For a general local volatility model \(dS_t = rS_t\,dt + \sigma(S_t, t)S_t\,dW_t\), the short-maturity density of \(S_T\) near \(S_t\) is approximately Gaussian in log-space with variance \(\sigma(S_t, t)^2\tau\). Therefore the implied volatility of an option with strike near \(S_t\) converges to \(\sigma_{\text{local}}(S_t, t)\), the instantaneous local volatility at spot.

Information lost in this limit:

The global shape of \(\sigma(S, t)\) away from \(S_t\) is invisible --- the smile is determined only by the local value.
Any mean-reversion or correlation structure in stochastic volatility models is irrelevant for infinitesimally short maturities.
Jump components are suppressed relative to the diffusion at short time scales (jumps contribute at rate \(\lambda\tau\) vs. diffusion at rate \(\sqrt{\tau}\)), so the limit does not detect jump risk.
Term structure effects (how \(\sigma\) varies with \(t\)) are lost since only the current instant matters.

In summary, the short-maturity limit provides a "snapshot" of instantaneous local volatility but discards all global, dynamic, and tail information.

Exercise 6. Consider a portfolio of options with maturities \(\tau_1 = 1\) day and \(\tau_2 = 1\) year, both ATM. Using the scaling laws, compare the gamma, theta, and vega of each position. If both positions have the same notional, which contributes more to (a) daily P&L volatility and (b) sensitivity to implied vol changes?

Solution to Exercise 6

Using the ATM scaling formulas with \(S = 100\), \(\sigma = 0.20\):

Position 1: \(\tau_1 = 1/252 \approx 0.00397\)

\(\Gamma_1 = \frac{1}{S\sigma\sqrt{2\pi\tau_1}} = \frac{1}{100 \times 0.20 \times \sqrt{2\pi \times 0.00397}} = \frac{1}{20 \times 0.1580} = \frac{1}{3.160} = 0.3165\)
\(\Theta_1 = -\frac{S\sigma}{2\sqrt{2\pi\tau_1}} = -\frac{100 \times 0.20}{2 \times 0.1580} = -\frac{20}{0.3160} = -63.29\)
\(\nu_1 = \frac{S\sqrt{\tau_1}}{\sqrt{2\pi}} = \frac{100 \times 0.06299}{2.5066} = 2.513\)

Position 2: \(\tau_2 = 1\) year

\(\Gamma_2 = \frac{1}{100 \times 0.20 \times \sqrt{2\pi}} = \frac{1}{50.13} = 0.01995\)
\(\Theta_2 = -\frac{20}{2\sqrt{2\pi}} = -\frac{20}{5.013} = -3.990\)
\(\nu_2 = \frac{100}{\sqrt{2\pi}} = 39.89\)

Ratios: \(\Gamma_1/\Gamma_2 \approx 15.9\), \(\Theta_1/\Theta_2 \approx 15.9\), \(\nu_1/\nu_2 \approx 0.063\).

(a) Daily P&L volatility.
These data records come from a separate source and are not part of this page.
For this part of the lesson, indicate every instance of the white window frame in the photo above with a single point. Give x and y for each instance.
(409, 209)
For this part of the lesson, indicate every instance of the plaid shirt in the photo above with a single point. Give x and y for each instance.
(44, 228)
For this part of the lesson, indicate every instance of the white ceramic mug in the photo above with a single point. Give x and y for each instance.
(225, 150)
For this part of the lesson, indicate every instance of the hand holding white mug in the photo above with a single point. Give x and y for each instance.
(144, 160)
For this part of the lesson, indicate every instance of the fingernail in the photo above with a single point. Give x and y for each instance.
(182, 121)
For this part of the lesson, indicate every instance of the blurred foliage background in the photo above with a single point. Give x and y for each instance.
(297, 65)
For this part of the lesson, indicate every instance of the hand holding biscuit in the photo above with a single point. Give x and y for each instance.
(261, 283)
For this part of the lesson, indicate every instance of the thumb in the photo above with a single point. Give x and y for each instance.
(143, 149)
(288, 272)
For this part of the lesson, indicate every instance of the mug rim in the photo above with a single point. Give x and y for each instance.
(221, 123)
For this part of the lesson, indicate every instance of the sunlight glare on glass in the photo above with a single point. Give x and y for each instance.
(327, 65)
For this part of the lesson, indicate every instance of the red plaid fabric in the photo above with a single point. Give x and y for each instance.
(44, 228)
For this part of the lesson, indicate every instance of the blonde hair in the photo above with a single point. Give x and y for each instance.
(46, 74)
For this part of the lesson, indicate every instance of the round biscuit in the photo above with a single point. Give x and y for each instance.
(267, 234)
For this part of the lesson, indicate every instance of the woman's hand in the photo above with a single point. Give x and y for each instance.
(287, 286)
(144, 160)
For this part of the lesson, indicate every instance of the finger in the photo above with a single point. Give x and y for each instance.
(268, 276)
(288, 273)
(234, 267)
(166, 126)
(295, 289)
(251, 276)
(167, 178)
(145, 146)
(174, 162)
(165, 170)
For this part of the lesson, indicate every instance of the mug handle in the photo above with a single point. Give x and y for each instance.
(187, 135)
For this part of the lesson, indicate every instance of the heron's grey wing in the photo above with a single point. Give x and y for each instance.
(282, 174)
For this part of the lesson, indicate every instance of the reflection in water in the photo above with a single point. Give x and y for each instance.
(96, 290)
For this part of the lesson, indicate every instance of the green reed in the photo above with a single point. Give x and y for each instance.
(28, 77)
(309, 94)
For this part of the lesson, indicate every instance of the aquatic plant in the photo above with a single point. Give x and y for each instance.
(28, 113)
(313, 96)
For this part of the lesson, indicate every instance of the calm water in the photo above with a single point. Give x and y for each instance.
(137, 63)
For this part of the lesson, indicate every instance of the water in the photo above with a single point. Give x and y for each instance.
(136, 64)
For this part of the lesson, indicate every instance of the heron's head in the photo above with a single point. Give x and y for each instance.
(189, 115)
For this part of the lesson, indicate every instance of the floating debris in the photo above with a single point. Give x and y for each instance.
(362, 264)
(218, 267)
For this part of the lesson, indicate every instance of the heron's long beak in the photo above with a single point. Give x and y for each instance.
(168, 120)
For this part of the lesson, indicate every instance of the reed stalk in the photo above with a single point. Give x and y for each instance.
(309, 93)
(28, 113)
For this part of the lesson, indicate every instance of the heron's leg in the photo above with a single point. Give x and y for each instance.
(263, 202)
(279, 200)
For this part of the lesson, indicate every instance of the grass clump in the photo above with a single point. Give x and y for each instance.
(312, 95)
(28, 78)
The gamma P&L for a delta-hedged position scales as \(\frac{1}{2}\Gamma S^2 (\Delta S/S)^2\). Since \(\Gamma_1 \gg \Gamma_2\), the short-dated option contributes far more to daily P&L volatility. Theta also offsets this: the short-dated option has much larger daily time decay.

(b) Sensitivity to implied vol changes. Vega measures this directly. Since \(\nu_2 \gg \nu_1\), the long-dated option is roughly 16 times more sensitive to implied volatility changes. A 1 vol-point move in implied vol causes a much larger price change in the 1-year option.

Summary: Short-dated options dominate gamma/theta risk (realized vol matters most), while long-dated options dominate vega risk (implied vol matters most).